The first mammalian embryonic stem cells (ESCs) were derived from mice and have proven very
useful for studying gene function and the impact of changes to individual genes. But techniques
used in these studies to introduce a different version of a single gene or inactivate a
particular gene were ineffective in human ESCs. In addition, human ESCs proliferate much more
slowly than do cells derived from mice and grow in flat, two-dimensional colonies, while mouse
ESCs form tight, three-dimensional colonies. It is been extremely difficult to propagate human
ESCs from a single cell, which prevents the creation of genetically manipulated human embryonic
stem cell lines.
In previous work, Geijsen and his colleagues demonstrated that the growth factor conditions
under which stem cells are maintained in culture play an important role in defining the cells'
functional properties. Since the growth factors appeared to make such a difference, the
researchers tried to make a more useful human pluripotent cell using a new approach. They
derived human induced pluripotent stem cells (iPSCs) – which are created by reprogramming
adult cells and have many of the characteristics of human ECSs, including resistance to
manipulation – in cultures containing the growth factor LIF, which is used in the creation
of mouse ESCs.
The resulting cells visibly resembled mouse ESCs and proved amenable to a standard gene
manipulation technique that exchanges matching sequences of DNA, allowing the targeted
deactivation or correction of a specific gene. The ability to manipulate these new cells
depended on both the continued presence of LIF and expression of the five genes that are used in
reprogramming adult cells into iPSCs. If any of those factors was removed, these hLR5- (for
human LIF and five reprogramming factors) iPSCs reverted to standard iPSCs.

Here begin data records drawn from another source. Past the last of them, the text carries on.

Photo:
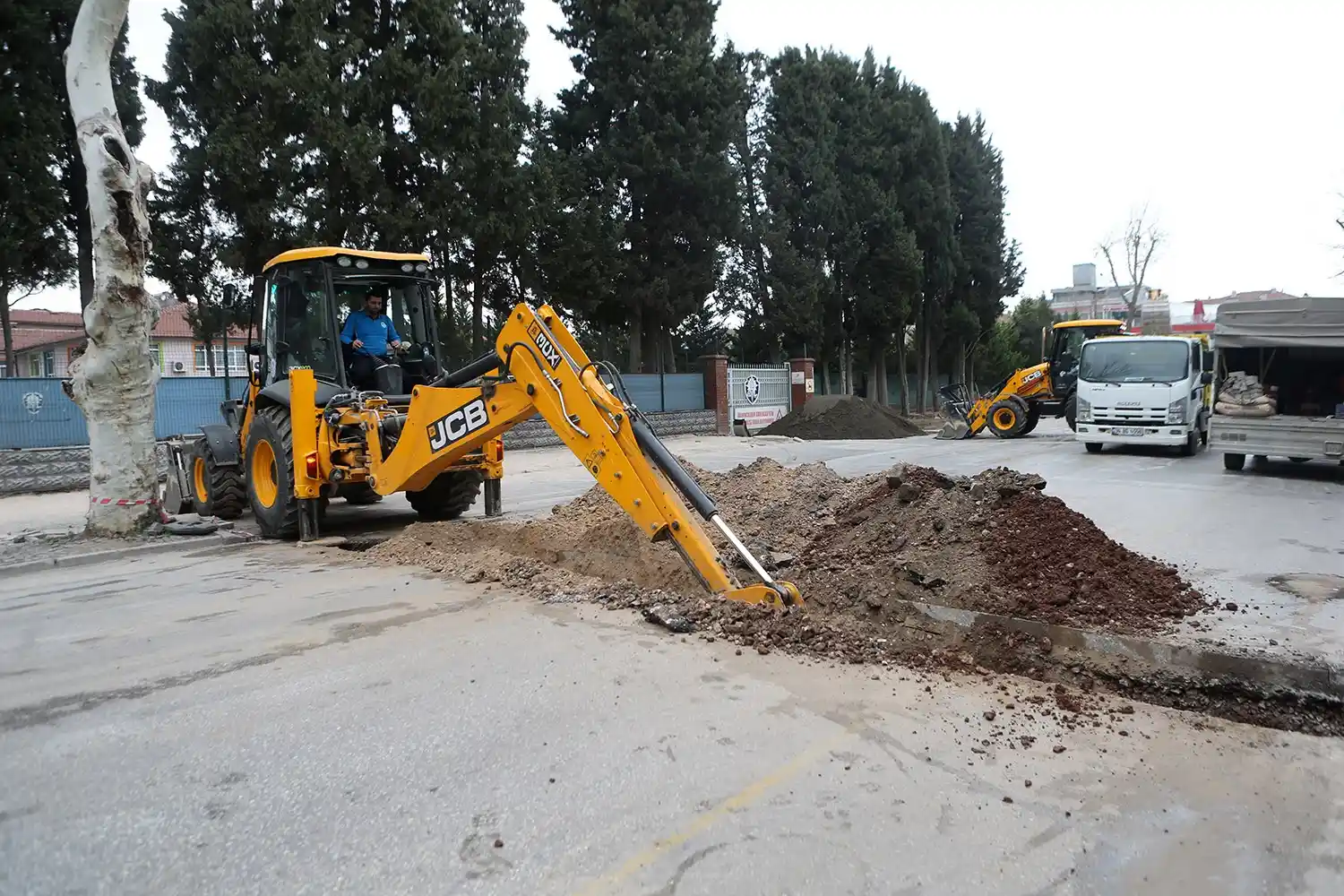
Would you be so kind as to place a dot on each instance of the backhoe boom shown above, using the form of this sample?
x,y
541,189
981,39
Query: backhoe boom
x,y
542,370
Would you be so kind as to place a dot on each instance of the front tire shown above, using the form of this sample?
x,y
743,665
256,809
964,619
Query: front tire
x,y
271,473
448,497
1007,418
215,490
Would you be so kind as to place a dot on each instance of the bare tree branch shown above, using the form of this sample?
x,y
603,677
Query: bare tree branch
x,y
1139,244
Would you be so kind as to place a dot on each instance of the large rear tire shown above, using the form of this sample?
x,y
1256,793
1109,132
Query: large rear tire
x,y
271,473
1007,418
448,497
215,490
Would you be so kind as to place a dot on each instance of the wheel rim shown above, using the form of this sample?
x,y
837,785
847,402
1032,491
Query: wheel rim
x,y
198,476
263,474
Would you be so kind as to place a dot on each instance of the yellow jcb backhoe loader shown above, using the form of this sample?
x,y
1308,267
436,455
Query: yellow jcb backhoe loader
x,y
303,435
1015,406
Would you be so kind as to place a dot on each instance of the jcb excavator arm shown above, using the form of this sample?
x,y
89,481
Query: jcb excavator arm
x,y
539,368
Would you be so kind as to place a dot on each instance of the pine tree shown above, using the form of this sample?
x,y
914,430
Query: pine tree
x,y
34,245
644,139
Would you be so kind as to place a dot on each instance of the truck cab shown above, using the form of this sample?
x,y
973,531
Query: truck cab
x,y
1144,390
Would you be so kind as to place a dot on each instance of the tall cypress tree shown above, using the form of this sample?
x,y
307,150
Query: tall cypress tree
x,y
647,129
34,245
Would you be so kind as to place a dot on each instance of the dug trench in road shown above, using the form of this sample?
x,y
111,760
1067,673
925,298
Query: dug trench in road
x,y
862,549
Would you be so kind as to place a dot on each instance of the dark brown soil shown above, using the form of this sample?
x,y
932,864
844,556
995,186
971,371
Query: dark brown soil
x,y
857,548
843,417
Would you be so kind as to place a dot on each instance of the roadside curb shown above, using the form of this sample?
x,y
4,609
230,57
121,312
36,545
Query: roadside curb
x,y
1153,656
161,546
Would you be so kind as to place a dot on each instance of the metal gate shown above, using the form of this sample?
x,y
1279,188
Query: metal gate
x,y
758,395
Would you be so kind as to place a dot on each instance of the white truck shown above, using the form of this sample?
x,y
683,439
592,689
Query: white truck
x,y
1279,381
1144,390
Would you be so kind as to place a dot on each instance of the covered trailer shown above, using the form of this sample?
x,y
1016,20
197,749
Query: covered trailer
x,y
1279,381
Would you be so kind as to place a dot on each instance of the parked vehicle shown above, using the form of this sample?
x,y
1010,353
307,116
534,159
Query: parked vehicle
x,y
1279,389
1144,390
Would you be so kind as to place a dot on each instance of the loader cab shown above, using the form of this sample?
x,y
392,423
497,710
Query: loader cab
x,y
306,296
1067,346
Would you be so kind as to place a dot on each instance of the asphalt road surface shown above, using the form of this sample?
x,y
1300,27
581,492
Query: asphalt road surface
x,y
273,720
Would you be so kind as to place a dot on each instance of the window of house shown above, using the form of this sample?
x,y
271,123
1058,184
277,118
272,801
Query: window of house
x,y
237,359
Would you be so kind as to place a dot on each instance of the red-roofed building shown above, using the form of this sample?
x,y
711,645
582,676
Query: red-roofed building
x,y
45,343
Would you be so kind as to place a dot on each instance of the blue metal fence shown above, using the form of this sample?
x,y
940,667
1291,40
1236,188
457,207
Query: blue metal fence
x,y
34,413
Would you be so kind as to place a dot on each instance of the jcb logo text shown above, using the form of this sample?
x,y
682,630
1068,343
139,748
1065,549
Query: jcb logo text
x,y
548,351
459,425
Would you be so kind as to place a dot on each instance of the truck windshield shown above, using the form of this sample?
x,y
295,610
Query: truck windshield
x,y
1134,362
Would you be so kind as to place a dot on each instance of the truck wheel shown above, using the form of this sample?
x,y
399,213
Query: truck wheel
x,y
359,493
448,497
1007,418
271,474
215,490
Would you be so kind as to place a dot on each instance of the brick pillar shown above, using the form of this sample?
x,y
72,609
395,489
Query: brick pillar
x,y
715,368
801,381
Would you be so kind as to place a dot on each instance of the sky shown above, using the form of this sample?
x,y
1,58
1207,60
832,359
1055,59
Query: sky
x,y
1225,118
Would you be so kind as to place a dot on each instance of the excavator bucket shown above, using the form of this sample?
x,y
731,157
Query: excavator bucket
x,y
956,409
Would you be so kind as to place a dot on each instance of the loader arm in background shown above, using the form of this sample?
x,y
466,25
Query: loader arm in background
x,y
542,370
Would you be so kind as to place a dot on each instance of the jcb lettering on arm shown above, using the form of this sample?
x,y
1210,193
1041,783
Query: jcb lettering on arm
x,y
457,425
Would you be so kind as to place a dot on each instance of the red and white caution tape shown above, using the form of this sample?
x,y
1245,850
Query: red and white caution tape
x,y
123,501
163,514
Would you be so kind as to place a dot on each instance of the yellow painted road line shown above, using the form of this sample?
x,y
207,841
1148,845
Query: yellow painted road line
x,y
702,823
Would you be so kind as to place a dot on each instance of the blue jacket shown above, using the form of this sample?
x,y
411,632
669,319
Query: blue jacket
x,y
374,332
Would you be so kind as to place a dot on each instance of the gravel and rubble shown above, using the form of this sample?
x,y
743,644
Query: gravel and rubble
x,y
862,549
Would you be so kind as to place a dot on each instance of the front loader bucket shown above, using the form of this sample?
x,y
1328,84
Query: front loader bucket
x,y
956,408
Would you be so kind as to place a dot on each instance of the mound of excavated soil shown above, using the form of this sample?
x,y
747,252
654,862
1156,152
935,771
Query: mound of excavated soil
x,y
855,547
843,417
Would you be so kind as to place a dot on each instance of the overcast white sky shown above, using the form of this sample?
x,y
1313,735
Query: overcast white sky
x,y
1226,117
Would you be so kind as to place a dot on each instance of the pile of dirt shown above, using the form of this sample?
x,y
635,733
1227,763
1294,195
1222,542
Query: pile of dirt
x,y
843,417
857,548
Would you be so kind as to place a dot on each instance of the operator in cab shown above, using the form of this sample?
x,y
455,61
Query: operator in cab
x,y
370,332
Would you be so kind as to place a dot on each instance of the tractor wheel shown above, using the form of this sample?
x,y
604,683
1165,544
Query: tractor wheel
x,y
271,473
359,493
1007,418
215,490
449,495
1032,418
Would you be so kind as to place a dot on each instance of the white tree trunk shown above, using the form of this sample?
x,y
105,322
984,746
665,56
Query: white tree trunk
x,y
115,381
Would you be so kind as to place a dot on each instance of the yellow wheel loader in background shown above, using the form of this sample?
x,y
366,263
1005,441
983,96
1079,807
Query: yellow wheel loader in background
x,y
303,435
1015,406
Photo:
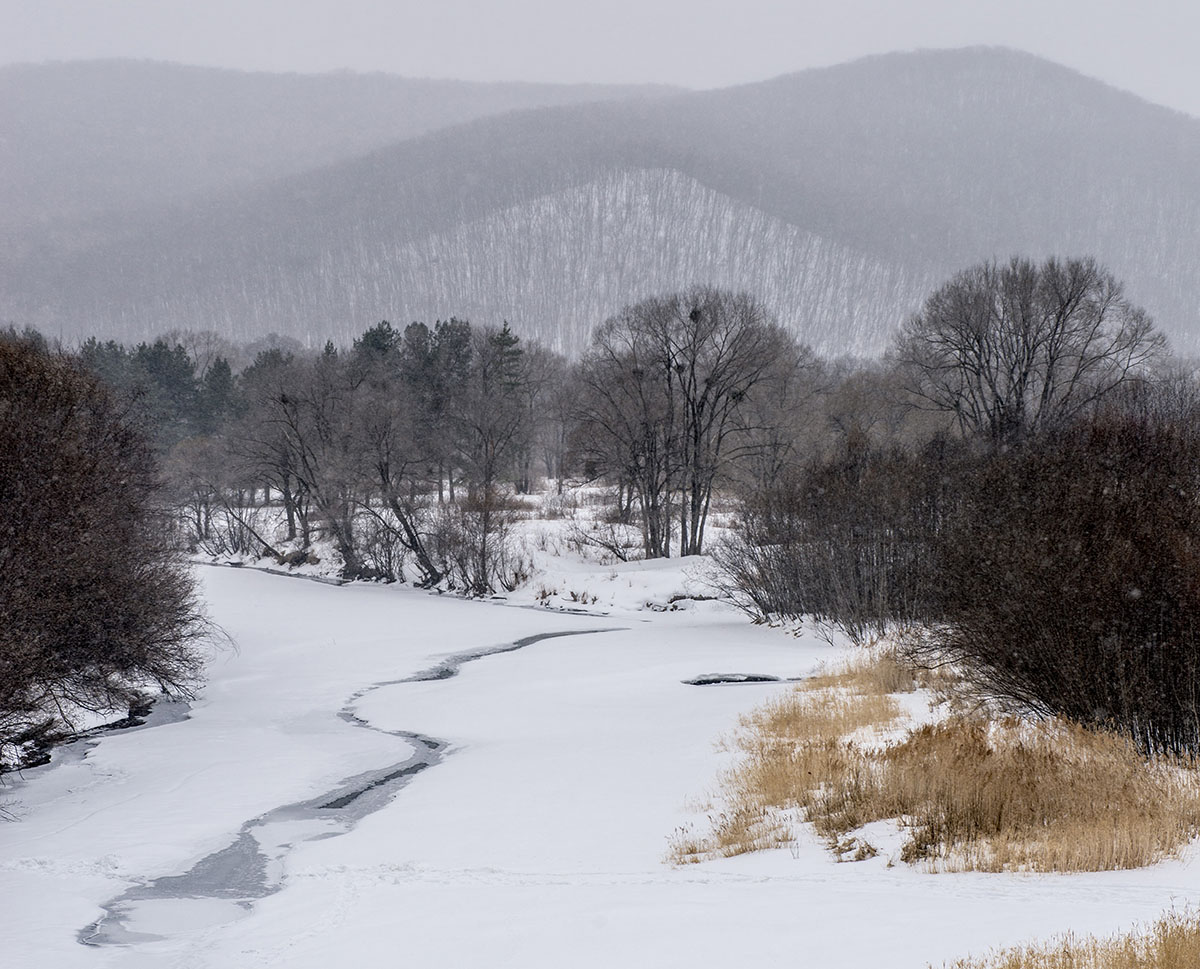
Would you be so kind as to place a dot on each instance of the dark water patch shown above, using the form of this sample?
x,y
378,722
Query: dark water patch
x,y
251,867
718,679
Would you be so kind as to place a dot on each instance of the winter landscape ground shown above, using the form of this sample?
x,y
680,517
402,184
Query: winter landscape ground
x,y
361,784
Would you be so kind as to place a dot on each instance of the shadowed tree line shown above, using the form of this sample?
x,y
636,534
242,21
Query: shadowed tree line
x,y
1045,539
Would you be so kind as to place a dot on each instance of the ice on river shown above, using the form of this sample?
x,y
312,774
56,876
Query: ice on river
x,y
533,835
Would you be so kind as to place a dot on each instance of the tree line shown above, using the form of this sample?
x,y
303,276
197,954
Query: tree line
x,y
1013,485
1044,539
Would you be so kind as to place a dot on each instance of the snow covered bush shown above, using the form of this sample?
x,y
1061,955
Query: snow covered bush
x,y
1069,578
95,605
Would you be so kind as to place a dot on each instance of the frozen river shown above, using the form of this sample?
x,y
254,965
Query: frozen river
x,y
378,777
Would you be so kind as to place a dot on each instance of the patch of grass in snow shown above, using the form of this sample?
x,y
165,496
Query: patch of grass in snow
x,y
1171,943
971,794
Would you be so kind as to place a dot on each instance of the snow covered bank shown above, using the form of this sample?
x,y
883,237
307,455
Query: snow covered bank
x,y
537,840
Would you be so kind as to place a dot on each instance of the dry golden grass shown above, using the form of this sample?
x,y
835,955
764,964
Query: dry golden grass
x,y
1171,943
971,795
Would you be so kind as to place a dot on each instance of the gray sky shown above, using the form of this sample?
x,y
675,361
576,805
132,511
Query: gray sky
x,y
1147,47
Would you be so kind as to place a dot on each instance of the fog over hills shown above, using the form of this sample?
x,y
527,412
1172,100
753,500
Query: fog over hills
x,y
84,138
840,196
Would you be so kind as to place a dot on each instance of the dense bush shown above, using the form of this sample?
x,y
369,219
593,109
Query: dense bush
x,y
1069,581
846,540
94,603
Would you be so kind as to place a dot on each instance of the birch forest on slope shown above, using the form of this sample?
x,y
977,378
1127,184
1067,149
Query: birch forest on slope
x,y
839,196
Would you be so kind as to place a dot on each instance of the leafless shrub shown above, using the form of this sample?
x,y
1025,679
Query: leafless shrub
x,y
95,603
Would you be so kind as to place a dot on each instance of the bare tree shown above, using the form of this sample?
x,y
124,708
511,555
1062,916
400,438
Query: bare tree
x,y
667,384
95,605
1018,348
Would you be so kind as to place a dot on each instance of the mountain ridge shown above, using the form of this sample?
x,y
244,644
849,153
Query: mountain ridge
x,y
911,164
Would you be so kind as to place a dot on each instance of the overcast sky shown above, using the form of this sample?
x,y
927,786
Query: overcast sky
x,y
1149,47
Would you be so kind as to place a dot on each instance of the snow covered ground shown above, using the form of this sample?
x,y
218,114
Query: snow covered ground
x,y
268,828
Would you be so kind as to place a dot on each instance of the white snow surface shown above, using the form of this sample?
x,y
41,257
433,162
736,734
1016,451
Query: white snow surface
x,y
538,841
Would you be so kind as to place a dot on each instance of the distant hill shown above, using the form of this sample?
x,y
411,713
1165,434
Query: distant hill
x,y
84,138
840,196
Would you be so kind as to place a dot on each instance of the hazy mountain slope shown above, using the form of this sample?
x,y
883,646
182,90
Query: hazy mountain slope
x,y
556,265
87,137
873,181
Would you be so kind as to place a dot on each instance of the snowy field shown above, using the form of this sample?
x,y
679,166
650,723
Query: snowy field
x,y
354,787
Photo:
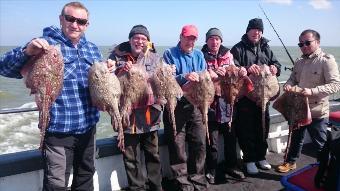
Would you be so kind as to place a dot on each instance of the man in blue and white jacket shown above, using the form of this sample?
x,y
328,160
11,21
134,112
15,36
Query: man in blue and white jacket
x,y
188,62
70,137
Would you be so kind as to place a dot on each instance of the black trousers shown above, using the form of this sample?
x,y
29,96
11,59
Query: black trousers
x,y
188,171
249,130
148,142
318,132
61,153
230,154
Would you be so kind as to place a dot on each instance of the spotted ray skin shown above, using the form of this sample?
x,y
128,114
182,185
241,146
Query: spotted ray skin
x,y
233,85
105,94
166,90
294,107
44,75
201,94
266,86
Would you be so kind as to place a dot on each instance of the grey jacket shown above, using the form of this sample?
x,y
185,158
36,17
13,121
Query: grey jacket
x,y
320,73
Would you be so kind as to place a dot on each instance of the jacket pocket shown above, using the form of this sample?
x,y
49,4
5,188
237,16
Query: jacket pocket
x,y
318,108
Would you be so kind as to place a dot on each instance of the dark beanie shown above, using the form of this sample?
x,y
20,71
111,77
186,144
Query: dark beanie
x,y
213,32
255,24
139,29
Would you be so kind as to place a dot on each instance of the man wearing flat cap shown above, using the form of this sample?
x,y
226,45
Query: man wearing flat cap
x,y
251,52
145,118
188,172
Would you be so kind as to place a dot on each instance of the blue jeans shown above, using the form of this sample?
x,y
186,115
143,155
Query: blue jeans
x,y
318,132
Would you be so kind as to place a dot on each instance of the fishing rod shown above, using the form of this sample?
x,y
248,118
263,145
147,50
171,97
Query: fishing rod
x,y
291,59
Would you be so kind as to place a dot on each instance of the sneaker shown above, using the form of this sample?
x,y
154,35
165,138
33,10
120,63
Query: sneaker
x,y
235,173
286,167
251,168
210,178
264,165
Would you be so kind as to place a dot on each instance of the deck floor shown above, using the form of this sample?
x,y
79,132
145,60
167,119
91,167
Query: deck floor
x,y
264,181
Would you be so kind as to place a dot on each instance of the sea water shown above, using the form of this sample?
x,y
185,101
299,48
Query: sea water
x,y
20,131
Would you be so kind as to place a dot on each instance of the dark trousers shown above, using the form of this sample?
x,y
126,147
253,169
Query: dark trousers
x,y
230,154
249,130
148,142
61,153
318,132
188,171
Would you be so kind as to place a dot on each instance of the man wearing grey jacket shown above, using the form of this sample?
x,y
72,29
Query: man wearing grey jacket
x,y
317,73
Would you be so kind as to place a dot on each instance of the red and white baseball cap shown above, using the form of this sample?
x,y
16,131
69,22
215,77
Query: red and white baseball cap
x,y
189,30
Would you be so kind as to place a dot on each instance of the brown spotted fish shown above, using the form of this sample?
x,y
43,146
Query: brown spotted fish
x,y
201,94
295,109
232,84
266,87
135,90
44,75
105,94
166,90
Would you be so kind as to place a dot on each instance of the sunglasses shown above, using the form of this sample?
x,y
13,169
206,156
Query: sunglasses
x,y
307,43
72,19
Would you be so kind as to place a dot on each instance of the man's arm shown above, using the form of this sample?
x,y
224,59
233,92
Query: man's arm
x,y
180,78
12,62
274,61
331,75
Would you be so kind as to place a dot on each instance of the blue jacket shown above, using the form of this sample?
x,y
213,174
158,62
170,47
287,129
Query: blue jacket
x,y
72,112
185,63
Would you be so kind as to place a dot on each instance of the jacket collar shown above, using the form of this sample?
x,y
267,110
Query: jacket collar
x,y
221,52
316,53
246,41
57,33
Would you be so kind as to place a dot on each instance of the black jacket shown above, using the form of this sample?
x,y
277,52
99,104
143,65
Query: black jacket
x,y
245,54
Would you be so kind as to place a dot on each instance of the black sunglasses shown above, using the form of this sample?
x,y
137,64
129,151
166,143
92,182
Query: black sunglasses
x,y
307,43
72,19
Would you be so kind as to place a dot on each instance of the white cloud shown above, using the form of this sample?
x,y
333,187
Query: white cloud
x,y
282,2
320,4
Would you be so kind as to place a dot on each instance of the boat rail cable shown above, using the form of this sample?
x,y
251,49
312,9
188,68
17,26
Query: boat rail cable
x,y
290,57
21,110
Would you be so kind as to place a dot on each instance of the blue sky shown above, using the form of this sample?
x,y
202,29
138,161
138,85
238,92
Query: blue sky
x,y
111,21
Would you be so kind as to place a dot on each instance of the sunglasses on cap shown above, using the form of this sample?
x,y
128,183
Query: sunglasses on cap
x,y
72,19
307,43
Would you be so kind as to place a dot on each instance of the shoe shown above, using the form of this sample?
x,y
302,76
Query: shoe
x,y
210,178
251,168
286,167
264,165
235,173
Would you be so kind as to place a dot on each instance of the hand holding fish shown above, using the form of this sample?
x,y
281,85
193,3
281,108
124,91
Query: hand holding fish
x,y
273,69
220,71
213,75
111,65
254,69
242,71
192,76
127,66
36,46
287,87
173,68
307,92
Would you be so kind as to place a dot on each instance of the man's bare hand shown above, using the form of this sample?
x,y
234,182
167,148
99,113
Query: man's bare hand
x,y
273,70
36,46
192,76
287,88
111,65
220,71
254,69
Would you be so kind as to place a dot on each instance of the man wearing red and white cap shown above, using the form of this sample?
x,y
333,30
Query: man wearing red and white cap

"Genetic changes introduced into hLR5-iPSCs would be retained when they are coverted back
to iPSCs, which we then can use to generate cell lines for future research, drug development and
someday stem-cell based gene-correction therapies," says Geijsen. He is an assistant
professor of Medicine at Harvard Medical School and a principal faculty member of the Harvard
Stem Cell Institute.
June 8, 2010 (EurekAlert)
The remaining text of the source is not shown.